Update on ‘Will shifting currency exchange rate differentials (2005-2007) redirect flows of foreign students?’

This 11 October 2007 entry (‘Will shifting currency exchange rate differentials (2005-2007) redirect flows of foreign students?’) has always attracted a lot regular visits, perhaps from university students considering international options for their education, and from university and ministry officials.

In response to a reader’s request for an update, I got curious so quickly updated the currency exchange rate differential graph and have inserted it underneath the original, so you can see what has happened since 11 October.

I’ll place both graphs below too.

As you can see the most notable diverging currency in 2008, at least with respect to the US$, is the AUS$. Also see this recent entry (‘Analysing Australia’s global higher ed export industry’) for more information on the Australian scene.

I am curious how long the strong inflow numbers to Australia can continue given the rising strength of the AUS$ against that of the US, the world’s No. 1 foreign student destination, and location of most of the world’s highly ranked universities. But then again students and parents think about much more than exchange rates.

For example, the trends evident in ‘Analysing Australia’s global higher ed export industry’ should be related to these figures on tremendous increase in the number of Asian students, a social and demographic transition that Australia has managed to hook into, such that many students are angling for landed immigrant status above all. Thus, despite some critiques of the level of quality of higher education services on offer (partly spurred on by structural changes profiled in graphs like these), and the currency exchange rate differentials noted above, Australia’s export promotion machine appears to be chugging along.

Kris Olds

One thought on “Update on ‘Will shifting currency exchange rate differentials (2005-2007) redirect flows of foreign students?’

  1. I don’t think currency conversion is the only issue.
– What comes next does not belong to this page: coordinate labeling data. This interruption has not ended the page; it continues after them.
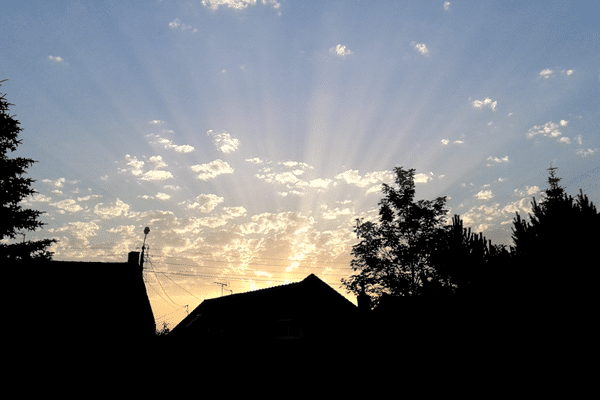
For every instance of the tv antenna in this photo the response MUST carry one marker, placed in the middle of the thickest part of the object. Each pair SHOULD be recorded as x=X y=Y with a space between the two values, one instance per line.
x=222 y=285
x=146 y=232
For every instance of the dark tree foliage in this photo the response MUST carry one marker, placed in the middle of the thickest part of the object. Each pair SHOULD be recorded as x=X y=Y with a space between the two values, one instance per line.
x=393 y=256
x=15 y=187
x=466 y=262
x=559 y=243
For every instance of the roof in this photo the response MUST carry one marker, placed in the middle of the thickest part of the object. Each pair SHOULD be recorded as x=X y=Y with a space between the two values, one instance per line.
x=309 y=298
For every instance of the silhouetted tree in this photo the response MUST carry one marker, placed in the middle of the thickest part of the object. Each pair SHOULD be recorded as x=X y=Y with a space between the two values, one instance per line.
x=466 y=262
x=393 y=256
x=559 y=242
x=556 y=260
x=14 y=187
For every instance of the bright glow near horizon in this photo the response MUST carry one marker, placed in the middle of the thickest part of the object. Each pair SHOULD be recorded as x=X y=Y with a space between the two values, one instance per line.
x=249 y=135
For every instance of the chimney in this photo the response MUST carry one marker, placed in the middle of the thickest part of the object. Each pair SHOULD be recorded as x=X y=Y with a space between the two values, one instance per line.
x=364 y=301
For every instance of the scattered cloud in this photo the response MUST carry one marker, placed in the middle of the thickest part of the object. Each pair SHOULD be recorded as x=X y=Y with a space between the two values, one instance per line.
x=423 y=178
x=340 y=51
x=136 y=168
x=168 y=144
x=224 y=142
x=352 y=177
x=177 y=24
x=548 y=73
x=487 y=102
x=497 y=160
x=67 y=205
x=421 y=48
x=255 y=160
x=56 y=59
x=528 y=191
x=549 y=129
x=240 y=4
x=113 y=210
x=206 y=202
x=586 y=152
x=484 y=195
x=212 y=169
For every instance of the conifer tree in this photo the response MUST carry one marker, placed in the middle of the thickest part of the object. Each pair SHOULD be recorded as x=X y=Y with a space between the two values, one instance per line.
x=15 y=187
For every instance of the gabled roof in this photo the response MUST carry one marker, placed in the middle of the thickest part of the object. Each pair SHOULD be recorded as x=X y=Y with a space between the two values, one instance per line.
x=310 y=297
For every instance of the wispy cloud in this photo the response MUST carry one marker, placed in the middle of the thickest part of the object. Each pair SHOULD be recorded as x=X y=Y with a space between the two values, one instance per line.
x=136 y=168
x=487 y=102
x=240 y=4
x=177 y=24
x=224 y=142
x=56 y=59
x=206 y=202
x=496 y=160
x=550 y=129
x=421 y=48
x=340 y=51
x=111 y=210
x=168 y=144
x=484 y=195
x=212 y=169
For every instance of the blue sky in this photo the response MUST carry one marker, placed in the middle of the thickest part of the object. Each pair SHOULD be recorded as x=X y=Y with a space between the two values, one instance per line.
x=249 y=135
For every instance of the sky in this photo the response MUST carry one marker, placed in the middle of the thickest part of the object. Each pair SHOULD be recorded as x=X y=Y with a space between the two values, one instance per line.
x=249 y=135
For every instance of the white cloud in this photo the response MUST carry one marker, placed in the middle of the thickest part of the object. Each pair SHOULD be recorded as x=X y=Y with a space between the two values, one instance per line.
x=484 y=195
x=177 y=24
x=206 y=202
x=136 y=167
x=156 y=175
x=168 y=144
x=163 y=196
x=224 y=142
x=111 y=210
x=38 y=197
x=212 y=169
x=56 y=59
x=421 y=48
x=158 y=162
x=320 y=183
x=255 y=160
x=337 y=212
x=240 y=4
x=340 y=51
x=497 y=160
x=487 y=102
x=371 y=178
x=549 y=129
x=585 y=153
x=59 y=182
x=423 y=178
x=69 y=205
x=228 y=214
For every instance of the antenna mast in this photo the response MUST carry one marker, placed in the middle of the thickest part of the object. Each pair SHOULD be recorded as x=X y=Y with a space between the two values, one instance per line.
x=222 y=284
x=146 y=232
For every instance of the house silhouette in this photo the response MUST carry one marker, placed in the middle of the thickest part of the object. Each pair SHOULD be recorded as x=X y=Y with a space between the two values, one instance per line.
x=76 y=308
x=305 y=311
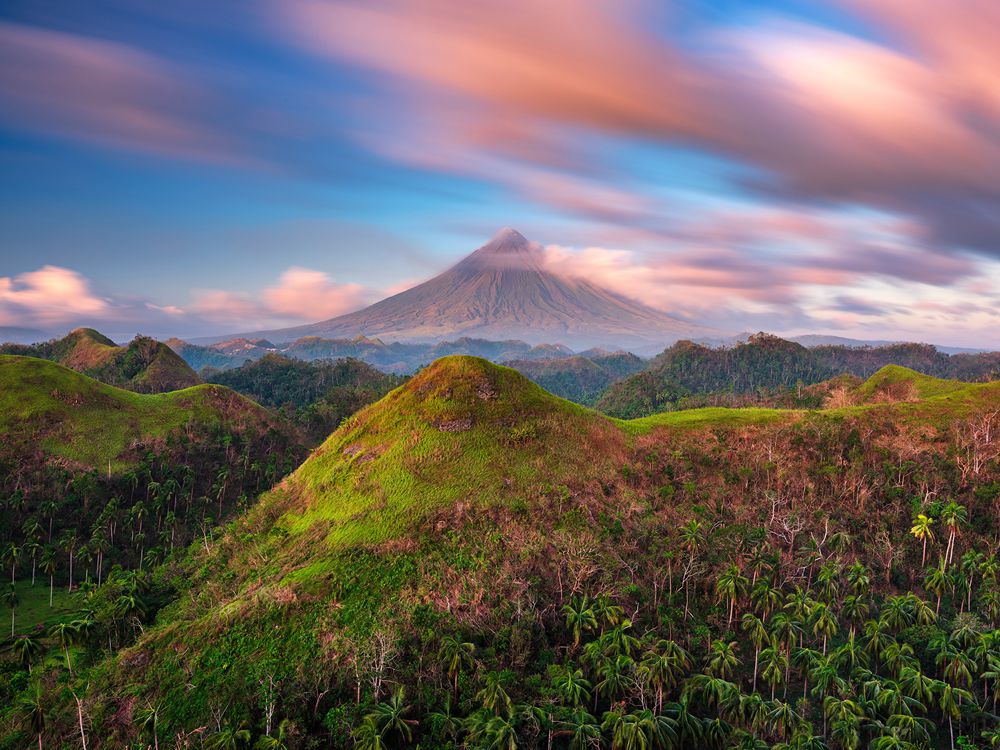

The college I work at (Union College in Lincoln, Nebraska) once averaged around 15 percent international students, partly because of our affiliation with the Seventh-day Adventist Church world wide, partly because of our recruiting strategy at the time. However, since 2001 and the tightening of America’s borders, our international student population has halved.

    I’m not sure what the current success rate is, but I remember in 2004 only one out of every 30 of our international applicants were granted a visa. These were kids who have shown sufficient financial resources and had their applications accepted by the college. I doubt the situation has improved much since then.

    In other words, the problem with America as a destination spot for international students is not only the cost of tuition, but also a federal government that seems intent on killing off a very lucrative source of income and an enervating source of diversity for higher education in the name of security.